We review child support orders for a manifest abuse of discretion. In re Marriage of Griffin, 114 Wash.2d 772, 776, 791 P.2d 519 (1990). To succeed on appeal the appellant must show that the trial court's decision was manifestly unreasonable, or based on untenable grounds or reasons. State ex. rel. Carroll v. Junker, 79 Wash.2d 12, 26, 482 P.2d 775 (1971).

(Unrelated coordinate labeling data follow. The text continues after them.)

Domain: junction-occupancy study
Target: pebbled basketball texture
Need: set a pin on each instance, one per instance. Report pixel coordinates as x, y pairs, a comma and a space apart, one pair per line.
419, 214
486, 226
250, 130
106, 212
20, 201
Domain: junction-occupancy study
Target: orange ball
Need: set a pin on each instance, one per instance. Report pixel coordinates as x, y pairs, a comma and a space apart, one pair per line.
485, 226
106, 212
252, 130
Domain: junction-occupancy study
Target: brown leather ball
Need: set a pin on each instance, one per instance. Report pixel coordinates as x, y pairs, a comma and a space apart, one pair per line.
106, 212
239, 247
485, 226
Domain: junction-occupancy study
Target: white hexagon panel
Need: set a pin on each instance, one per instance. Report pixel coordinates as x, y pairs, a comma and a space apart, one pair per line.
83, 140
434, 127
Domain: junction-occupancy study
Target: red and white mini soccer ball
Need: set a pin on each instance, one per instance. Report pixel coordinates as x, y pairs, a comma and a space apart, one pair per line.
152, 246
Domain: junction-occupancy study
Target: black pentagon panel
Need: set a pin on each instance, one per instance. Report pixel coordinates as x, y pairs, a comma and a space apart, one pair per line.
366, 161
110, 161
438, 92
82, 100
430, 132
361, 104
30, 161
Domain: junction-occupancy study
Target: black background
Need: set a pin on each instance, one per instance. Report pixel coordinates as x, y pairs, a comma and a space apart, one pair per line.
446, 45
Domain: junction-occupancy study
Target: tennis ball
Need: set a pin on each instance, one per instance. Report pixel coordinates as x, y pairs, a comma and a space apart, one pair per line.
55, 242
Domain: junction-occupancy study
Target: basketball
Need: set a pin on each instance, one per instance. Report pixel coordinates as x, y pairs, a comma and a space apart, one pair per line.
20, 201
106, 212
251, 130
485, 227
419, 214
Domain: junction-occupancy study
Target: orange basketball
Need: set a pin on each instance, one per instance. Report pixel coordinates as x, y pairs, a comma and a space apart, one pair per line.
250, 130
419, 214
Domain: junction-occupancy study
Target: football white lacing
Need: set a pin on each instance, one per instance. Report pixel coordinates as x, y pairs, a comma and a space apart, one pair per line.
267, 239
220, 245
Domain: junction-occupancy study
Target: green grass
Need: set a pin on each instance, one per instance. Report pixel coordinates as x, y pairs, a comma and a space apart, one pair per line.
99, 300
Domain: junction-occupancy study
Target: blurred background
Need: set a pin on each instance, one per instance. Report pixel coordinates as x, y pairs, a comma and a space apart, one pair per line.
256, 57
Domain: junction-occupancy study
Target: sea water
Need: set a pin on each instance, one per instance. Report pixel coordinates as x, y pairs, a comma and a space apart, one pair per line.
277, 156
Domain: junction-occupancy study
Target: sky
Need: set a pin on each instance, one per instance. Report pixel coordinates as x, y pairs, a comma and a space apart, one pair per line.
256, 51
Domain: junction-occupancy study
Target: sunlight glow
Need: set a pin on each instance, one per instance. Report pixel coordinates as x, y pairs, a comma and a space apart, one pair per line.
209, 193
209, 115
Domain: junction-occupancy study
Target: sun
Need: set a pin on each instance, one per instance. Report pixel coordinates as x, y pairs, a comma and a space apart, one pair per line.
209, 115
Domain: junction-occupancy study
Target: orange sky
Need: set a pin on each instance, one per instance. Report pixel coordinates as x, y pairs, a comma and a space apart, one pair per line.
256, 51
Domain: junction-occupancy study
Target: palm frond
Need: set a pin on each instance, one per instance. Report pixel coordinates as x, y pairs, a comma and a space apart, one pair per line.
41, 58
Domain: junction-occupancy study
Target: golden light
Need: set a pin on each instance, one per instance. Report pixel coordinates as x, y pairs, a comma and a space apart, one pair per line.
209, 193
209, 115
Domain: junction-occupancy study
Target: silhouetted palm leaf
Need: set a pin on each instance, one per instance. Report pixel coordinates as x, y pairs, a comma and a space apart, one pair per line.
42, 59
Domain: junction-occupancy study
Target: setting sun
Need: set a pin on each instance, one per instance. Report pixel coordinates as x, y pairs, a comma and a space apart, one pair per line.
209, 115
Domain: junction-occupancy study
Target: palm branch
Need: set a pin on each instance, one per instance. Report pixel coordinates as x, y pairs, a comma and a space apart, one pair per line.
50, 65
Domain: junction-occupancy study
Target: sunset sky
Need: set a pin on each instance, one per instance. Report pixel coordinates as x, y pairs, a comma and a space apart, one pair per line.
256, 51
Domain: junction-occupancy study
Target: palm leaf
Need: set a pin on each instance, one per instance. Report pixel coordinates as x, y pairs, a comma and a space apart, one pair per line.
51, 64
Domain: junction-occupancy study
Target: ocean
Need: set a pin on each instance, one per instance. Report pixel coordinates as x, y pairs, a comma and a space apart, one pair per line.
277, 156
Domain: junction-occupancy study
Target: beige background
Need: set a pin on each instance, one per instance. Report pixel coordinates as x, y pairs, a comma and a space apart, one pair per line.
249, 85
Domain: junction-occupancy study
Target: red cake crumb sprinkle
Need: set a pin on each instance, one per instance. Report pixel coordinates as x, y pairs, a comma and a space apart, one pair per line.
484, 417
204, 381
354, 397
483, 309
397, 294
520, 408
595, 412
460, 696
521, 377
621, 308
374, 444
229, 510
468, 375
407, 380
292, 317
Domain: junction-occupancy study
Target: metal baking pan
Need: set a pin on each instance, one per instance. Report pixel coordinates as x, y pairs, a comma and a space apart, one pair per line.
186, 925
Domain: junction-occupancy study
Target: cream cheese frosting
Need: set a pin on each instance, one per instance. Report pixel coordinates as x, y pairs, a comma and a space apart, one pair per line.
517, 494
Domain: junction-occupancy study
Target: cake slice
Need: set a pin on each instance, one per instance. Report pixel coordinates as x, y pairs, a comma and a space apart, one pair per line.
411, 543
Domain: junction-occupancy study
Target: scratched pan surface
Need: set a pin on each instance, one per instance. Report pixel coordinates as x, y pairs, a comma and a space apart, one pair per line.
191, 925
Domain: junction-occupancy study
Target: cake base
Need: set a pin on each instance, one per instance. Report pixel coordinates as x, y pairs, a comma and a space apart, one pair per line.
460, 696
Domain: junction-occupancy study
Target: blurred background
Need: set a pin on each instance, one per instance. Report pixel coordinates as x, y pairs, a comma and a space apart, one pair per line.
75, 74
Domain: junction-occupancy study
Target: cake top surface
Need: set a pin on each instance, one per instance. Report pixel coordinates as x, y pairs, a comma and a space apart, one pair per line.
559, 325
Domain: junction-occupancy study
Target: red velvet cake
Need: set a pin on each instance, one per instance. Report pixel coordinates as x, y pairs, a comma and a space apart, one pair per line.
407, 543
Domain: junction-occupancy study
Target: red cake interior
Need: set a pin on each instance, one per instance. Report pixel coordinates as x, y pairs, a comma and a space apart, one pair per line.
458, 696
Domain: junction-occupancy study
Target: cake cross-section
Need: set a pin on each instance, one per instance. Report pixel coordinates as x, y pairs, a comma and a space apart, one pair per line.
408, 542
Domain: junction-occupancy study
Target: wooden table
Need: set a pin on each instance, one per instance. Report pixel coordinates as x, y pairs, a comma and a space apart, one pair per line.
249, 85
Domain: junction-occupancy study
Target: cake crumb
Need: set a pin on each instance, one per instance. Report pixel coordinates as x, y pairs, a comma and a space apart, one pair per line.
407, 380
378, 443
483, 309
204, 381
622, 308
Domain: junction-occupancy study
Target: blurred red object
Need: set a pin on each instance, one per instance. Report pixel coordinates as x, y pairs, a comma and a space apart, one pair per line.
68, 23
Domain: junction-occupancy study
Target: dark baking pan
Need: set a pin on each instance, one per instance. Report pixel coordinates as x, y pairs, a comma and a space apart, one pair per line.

A court's decision is manifestly unreasonable if it is outside the range of acceptable choices, given the facts and the applicable legal standard; it is based on untenable grounds if the factual findings are unsupported by the record; it is based on untenable reasons if it is based on an incorrect standard or the facts do not meet the requirements of the correct standard.

In re Marriage of Littlefield, 133 Wash.2d 39, 47, 940 P.2d 1362 (1997). "The amount of child support rests in the sound discretion of the trial court." In re Marriage of Stern, 57 Wash.App. 707, 717, 789 P.2d 807 (1990). We will not substitute our judgment for the trial court's where the record shows that the trial *404 court considered all relevant factors and the award is not unreasonable under the circumstances. Id. at 717, 789 P.2d 807.

II. Failure to Use Mandatory Form for Findings of Fact

Johnson claims that no finding of fact exists because the commissioner failed to fill out WPF DR 06.0600, Findings/Conclusions on Petition for Modification of Child Support, and that consequently we must reverse and remand.